Problem to Solve
This project implements a binary text classification system that distinguishes between spam and legitimate (ham) SMS messages using deep learning techniques. The challenge was to create a Long Short-Term Memory (LSTM) neural network using TensorFlow and Keras that correctly classifies SMS messages with high accuracy.
Spam detection is a critical problem in modern communication systems. Unlike traditional rule-based filters, deep learning models can learn complex patterns in text that distinguish spam from legitimate messages.
1. Dataset
The dataset consists of SMS messages labeled as either "spam" or "ham" (legitimate messages), organized into training and test sets in TSV format.
| Label | Message Text |
|---|---|
| ham | how are you doing today? |
| spam | sale today! to stop texts call 98912460324 |
| ham | i dont want to go. can we try it a different day? |
2. Preprocessing
Text data is preprocessed to convert raw messages into numerical representations that neural networks can process.

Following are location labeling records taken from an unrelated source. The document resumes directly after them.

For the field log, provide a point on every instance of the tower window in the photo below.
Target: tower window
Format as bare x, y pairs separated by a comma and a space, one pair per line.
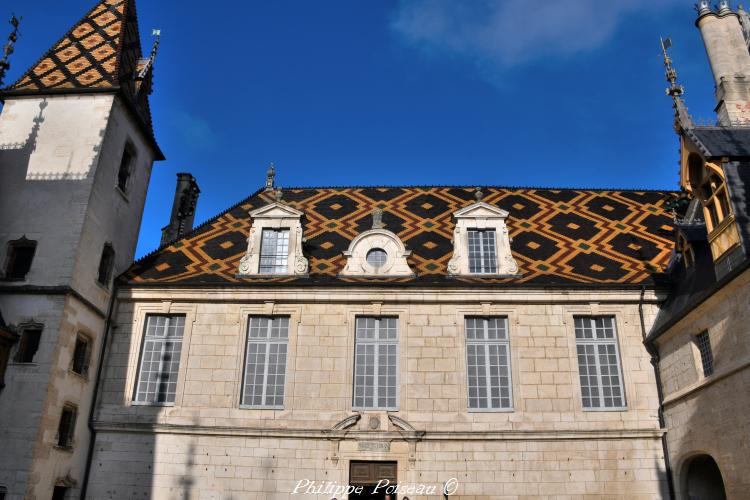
81, 356
106, 264
67, 426
482, 251
488, 363
703, 343
60, 493
20, 255
599, 363
29, 345
376, 363
265, 363
123, 173
274, 251
160, 360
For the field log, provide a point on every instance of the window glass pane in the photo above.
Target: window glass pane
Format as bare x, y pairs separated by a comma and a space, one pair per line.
376, 363
265, 361
488, 363
274, 251
599, 368
160, 359
482, 251
703, 342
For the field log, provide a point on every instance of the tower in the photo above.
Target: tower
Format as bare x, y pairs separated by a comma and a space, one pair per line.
725, 34
76, 152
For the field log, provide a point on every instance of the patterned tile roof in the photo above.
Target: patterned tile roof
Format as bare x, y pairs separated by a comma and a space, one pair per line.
101, 52
560, 236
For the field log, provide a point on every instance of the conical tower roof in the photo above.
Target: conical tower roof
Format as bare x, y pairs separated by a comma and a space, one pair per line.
101, 53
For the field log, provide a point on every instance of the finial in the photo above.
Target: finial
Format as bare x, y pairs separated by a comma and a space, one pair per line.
675, 90
9, 47
703, 7
148, 64
377, 218
270, 175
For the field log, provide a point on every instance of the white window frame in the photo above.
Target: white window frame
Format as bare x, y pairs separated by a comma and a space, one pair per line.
596, 342
268, 340
276, 216
484, 237
482, 216
139, 373
376, 341
487, 342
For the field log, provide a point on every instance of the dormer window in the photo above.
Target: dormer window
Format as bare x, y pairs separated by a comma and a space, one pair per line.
274, 251
707, 183
481, 243
274, 246
376, 253
482, 251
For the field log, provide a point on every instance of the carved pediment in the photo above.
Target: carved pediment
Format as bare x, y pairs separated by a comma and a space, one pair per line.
276, 211
481, 210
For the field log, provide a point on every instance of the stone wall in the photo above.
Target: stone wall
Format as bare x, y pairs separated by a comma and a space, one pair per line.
60, 157
699, 409
207, 444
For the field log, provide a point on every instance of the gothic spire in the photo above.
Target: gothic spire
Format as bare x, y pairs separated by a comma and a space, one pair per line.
675, 91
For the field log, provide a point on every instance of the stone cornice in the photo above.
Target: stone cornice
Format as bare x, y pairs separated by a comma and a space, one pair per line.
550, 435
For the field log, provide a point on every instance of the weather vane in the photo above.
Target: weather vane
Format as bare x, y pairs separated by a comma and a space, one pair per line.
9, 47
675, 90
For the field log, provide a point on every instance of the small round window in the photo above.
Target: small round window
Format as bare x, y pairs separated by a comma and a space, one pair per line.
377, 257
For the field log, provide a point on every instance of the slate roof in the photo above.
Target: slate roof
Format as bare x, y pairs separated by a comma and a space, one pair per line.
560, 236
733, 142
100, 53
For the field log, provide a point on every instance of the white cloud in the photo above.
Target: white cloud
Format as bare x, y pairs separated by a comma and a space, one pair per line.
505, 33
196, 131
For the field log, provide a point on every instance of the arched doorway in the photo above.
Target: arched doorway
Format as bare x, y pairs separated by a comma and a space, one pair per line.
702, 479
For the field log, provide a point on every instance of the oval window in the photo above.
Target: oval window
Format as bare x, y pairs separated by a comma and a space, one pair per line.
377, 257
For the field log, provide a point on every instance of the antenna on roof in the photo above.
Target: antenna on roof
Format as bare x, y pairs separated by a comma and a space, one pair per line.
9, 47
270, 175
675, 90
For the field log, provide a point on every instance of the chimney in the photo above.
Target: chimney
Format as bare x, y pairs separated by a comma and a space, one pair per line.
183, 209
727, 49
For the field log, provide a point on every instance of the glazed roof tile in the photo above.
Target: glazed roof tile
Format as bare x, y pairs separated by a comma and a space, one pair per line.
560, 236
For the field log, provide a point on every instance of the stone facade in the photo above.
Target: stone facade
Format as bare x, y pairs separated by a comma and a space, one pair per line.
701, 409
207, 446
60, 157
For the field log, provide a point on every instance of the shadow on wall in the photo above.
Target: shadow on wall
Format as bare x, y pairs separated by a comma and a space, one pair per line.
713, 427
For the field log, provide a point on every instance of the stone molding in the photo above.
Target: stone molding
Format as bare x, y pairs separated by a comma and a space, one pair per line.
275, 216
561, 435
356, 255
481, 215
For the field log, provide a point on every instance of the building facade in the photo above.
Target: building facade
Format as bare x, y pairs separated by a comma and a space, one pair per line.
700, 336
276, 348
361, 342
76, 150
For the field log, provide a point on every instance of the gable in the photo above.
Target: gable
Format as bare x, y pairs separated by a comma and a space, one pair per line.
481, 210
566, 236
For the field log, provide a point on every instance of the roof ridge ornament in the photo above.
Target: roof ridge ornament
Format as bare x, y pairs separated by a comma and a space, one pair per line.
9, 47
675, 90
270, 176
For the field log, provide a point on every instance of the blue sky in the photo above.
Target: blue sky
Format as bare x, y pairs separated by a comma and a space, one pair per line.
567, 93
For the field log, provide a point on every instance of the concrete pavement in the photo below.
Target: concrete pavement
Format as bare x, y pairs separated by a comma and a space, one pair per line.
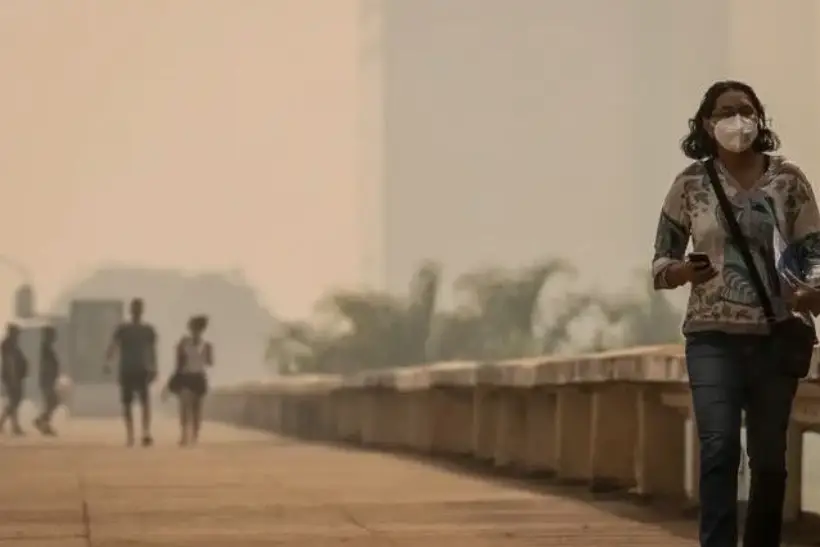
245, 489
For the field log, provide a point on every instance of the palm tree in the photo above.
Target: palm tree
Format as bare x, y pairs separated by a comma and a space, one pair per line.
645, 319
499, 312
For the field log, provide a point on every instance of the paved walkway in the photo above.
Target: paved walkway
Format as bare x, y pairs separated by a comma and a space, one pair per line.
246, 489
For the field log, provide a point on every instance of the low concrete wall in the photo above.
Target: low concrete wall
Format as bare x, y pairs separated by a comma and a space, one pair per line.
609, 420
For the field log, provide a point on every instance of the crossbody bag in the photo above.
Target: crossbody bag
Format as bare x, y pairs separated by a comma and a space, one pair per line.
792, 338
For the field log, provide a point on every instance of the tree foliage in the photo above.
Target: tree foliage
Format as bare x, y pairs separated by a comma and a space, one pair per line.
499, 314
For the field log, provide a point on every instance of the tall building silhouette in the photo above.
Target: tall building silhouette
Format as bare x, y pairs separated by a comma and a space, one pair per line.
501, 132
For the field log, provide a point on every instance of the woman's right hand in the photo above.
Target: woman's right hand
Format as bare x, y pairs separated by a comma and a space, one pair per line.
689, 272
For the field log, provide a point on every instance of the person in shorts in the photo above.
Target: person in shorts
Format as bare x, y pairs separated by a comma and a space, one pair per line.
194, 355
49, 373
13, 372
135, 342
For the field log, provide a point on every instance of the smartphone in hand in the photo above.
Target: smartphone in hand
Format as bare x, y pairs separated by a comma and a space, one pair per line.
701, 261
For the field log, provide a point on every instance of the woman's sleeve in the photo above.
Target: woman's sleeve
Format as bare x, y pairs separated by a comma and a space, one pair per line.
180, 355
209, 354
803, 217
672, 235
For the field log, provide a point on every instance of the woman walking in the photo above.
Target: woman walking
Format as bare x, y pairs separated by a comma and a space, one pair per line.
189, 382
755, 228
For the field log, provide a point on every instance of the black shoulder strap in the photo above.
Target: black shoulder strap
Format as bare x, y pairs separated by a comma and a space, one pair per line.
740, 242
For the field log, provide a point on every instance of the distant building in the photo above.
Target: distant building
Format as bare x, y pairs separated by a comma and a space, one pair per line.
500, 132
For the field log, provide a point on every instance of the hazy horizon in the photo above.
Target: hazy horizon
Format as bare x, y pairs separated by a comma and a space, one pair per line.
224, 135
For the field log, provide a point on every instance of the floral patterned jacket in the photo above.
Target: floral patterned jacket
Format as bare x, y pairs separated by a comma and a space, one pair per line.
780, 219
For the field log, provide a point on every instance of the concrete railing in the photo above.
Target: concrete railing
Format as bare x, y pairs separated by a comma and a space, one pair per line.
614, 419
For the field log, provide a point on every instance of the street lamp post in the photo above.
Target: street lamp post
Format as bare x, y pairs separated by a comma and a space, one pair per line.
24, 304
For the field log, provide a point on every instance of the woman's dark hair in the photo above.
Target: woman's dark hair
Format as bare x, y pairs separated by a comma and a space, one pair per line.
198, 322
698, 144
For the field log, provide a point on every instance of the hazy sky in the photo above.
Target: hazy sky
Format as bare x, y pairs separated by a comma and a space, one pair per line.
223, 133
180, 133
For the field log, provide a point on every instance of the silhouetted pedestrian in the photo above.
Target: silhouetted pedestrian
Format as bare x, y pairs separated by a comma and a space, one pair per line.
189, 382
13, 375
49, 373
135, 341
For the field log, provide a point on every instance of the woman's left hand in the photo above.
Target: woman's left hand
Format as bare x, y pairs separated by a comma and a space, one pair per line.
806, 300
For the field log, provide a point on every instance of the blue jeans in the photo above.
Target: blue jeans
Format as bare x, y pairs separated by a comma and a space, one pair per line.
729, 373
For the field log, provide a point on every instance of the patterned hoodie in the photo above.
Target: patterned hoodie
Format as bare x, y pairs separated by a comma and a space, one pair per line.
780, 219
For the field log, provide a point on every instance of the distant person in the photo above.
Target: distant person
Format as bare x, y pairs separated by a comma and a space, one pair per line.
748, 325
49, 374
13, 373
194, 355
135, 342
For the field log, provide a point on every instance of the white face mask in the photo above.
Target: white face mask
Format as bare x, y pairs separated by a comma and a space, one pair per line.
736, 134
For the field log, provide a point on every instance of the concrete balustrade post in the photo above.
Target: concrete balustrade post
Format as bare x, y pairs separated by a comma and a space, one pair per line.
572, 435
613, 436
452, 421
485, 400
421, 420
510, 427
368, 415
540, 431
660, 446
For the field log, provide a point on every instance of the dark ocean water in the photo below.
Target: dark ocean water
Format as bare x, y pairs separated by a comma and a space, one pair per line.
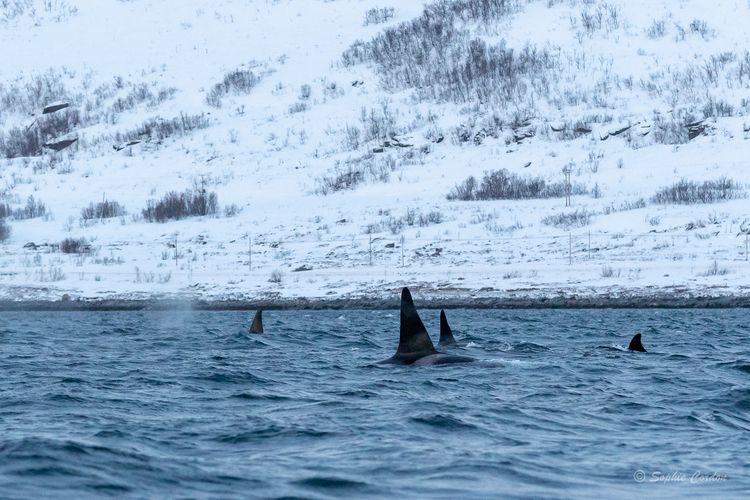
189, 405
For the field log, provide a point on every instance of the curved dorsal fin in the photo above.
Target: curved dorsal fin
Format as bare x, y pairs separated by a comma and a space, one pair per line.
414, 341
257, 326
446, 335
635, 344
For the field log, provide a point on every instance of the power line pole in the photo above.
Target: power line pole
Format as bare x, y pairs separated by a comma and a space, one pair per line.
570, 249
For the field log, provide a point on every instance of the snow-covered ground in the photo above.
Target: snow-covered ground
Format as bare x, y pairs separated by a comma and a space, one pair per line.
266, 153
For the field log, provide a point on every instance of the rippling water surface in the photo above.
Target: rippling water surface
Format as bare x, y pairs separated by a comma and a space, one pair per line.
190, 405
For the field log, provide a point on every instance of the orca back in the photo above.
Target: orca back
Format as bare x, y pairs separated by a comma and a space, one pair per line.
414, 341
635, 344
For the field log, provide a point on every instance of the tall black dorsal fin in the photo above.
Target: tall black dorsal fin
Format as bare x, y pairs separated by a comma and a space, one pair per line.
257, 326
446, 335
414, 341
635, 344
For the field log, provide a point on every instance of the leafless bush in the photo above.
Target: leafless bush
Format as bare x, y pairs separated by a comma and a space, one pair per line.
686, 192
103, 210
277, 275
715, 271
503, 185
237, 82
657, 29
356, 170
174, 205
73, 245
378, 15
5, 231
701, 27
579, 218
158, 129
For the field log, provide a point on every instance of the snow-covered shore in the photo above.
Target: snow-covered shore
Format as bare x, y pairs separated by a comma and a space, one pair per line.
284, 237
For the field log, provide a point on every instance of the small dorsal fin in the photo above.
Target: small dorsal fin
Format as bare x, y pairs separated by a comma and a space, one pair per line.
635, 344
446, 335
257, 326
414, 341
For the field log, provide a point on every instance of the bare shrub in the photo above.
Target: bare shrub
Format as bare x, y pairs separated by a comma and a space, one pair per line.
237, 82
174, 205
378, 15
5, 231
715, 270
103, 210
687, 192
158, 129
701, 27
357, 170
73, 245
503, 185
579, 218
277, 275
657, 29
436, 55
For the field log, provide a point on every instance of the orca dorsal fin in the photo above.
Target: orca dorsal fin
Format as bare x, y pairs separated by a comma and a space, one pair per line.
414, 341
635, 344
446, 335
257, 326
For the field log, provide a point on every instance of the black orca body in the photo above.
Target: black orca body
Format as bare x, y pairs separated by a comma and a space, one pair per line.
414, 345
446, 335
257, 326
635, 344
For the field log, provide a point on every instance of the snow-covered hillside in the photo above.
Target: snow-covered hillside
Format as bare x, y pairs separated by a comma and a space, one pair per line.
280, 149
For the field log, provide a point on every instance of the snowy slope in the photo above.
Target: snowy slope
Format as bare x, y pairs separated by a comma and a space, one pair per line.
267, 153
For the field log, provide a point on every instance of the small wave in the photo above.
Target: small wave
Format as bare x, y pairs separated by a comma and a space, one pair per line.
442, 421
742, 366
329, 483
66, 398
73, 381
529, 347
519, 363
270, 432
259, 397
235, 378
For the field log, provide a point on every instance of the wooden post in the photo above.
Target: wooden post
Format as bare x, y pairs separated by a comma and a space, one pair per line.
402, 250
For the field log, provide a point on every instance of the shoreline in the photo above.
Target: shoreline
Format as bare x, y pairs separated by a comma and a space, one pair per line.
391, 302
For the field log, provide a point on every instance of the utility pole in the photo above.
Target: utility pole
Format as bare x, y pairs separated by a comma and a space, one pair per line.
568, 188
402, 250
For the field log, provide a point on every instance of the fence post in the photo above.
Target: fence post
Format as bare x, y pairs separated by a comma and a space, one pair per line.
402, 250
570, 249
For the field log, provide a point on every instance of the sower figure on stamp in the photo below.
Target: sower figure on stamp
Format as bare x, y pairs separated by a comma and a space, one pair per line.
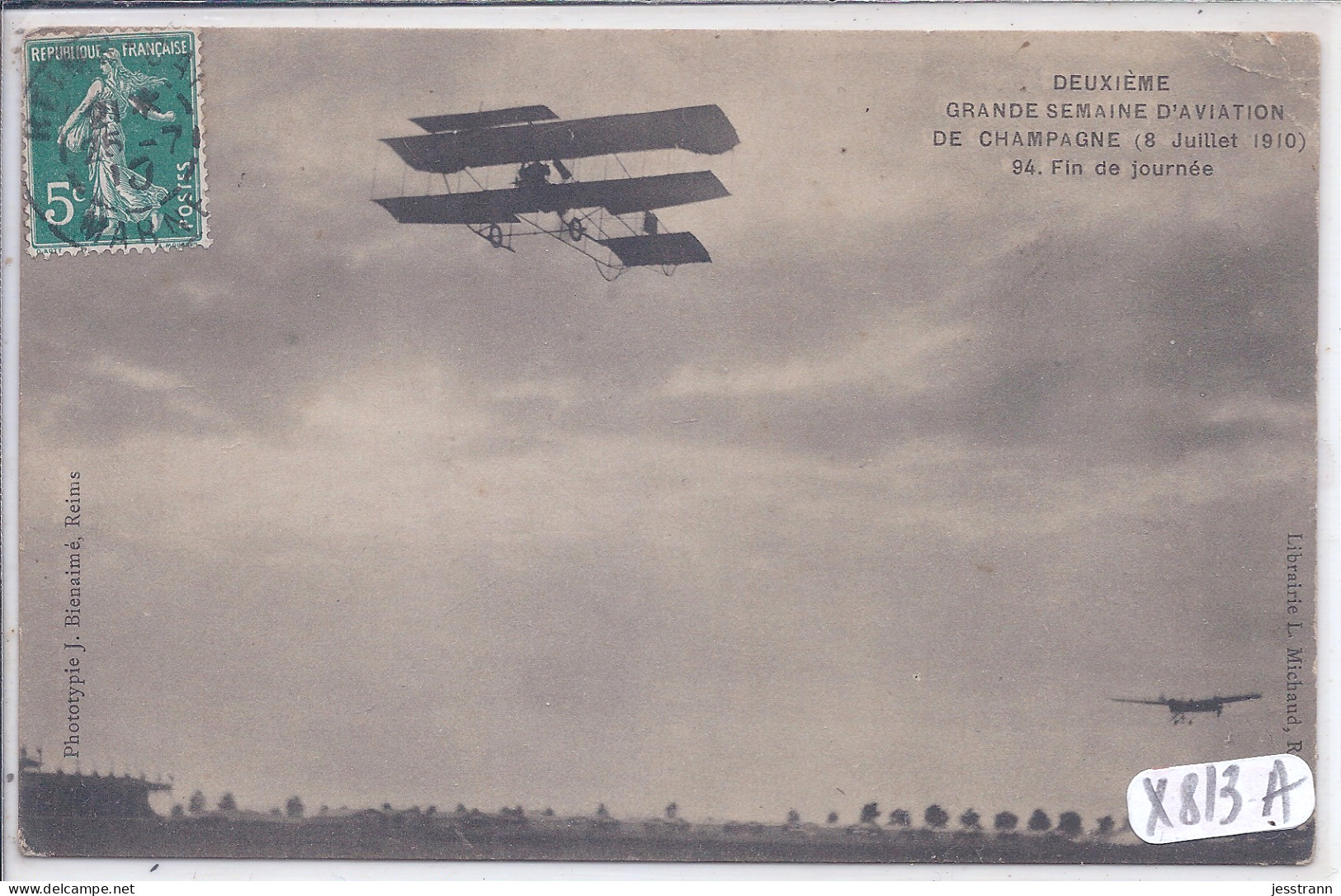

2.1 Tokenization and Padding
Messages are tokenized into sequences of integers and padded to a fixed length of 100 tokens:
tokenizer = Tokenizer(num_words=5000, oov_token='')
tokenizer.fit_on_texts(train_x)
X_sequences = tokenizer.texts_to_sequences(train_x)
X_padded = pad_sequences(X_sequences, maxlen=100)
2.2 Label Encoding
Text labels are converted to numerical values: "ham" → 0, "spam" → 1.
3. Model Architecture
The model uses an LSTM neural network architecture designed to learn sequential patterns in text.
model = tf.keras.Sequential([
tf.keras.layers.Embedding(len(tokenizer.word_index) + 1, 32),
tf.keras.layers.LSTM(32),
tf.keras.layers.Dense(1, activation='sigmoid')
])
| Layer | Purpose |
|---|---|
| Embedding | Converts word indices to dense 32-dimensional vectors |
| LSTM | Learns sequential patterns and long-range dependencies |
| Dense (sigmoid) | Binary classification output (probability 0-1) |
4. Training and Results
The model was compiled with binary cross-entropy loss and RMSprop optimizer, then trained for 10 epochs.
model.compile(
loss='binary_crossentropy',
optimizer='rmsprop',
metrics=['acc']
)
history = model.fit(X_padded, train_y_encoded, epochs=10)
Results
5. Model Testing
The model was tested with various messages to verify its functionality:
"how are you doing today"
"sale today! to stop texts call 98912460324"
"you have won £1000 cash! call to claim your prize."
Key Concepts
LSTM Networks
Long Short-Term Memory networks are specialized RNNs that can learn long-range dependencies in sequential data.
Word Embeddings
Dense vector representations of words that capture semantic meaning and relationships.
Text Preprocessing
Converting raw text into numerical sequences through tokenization and padding.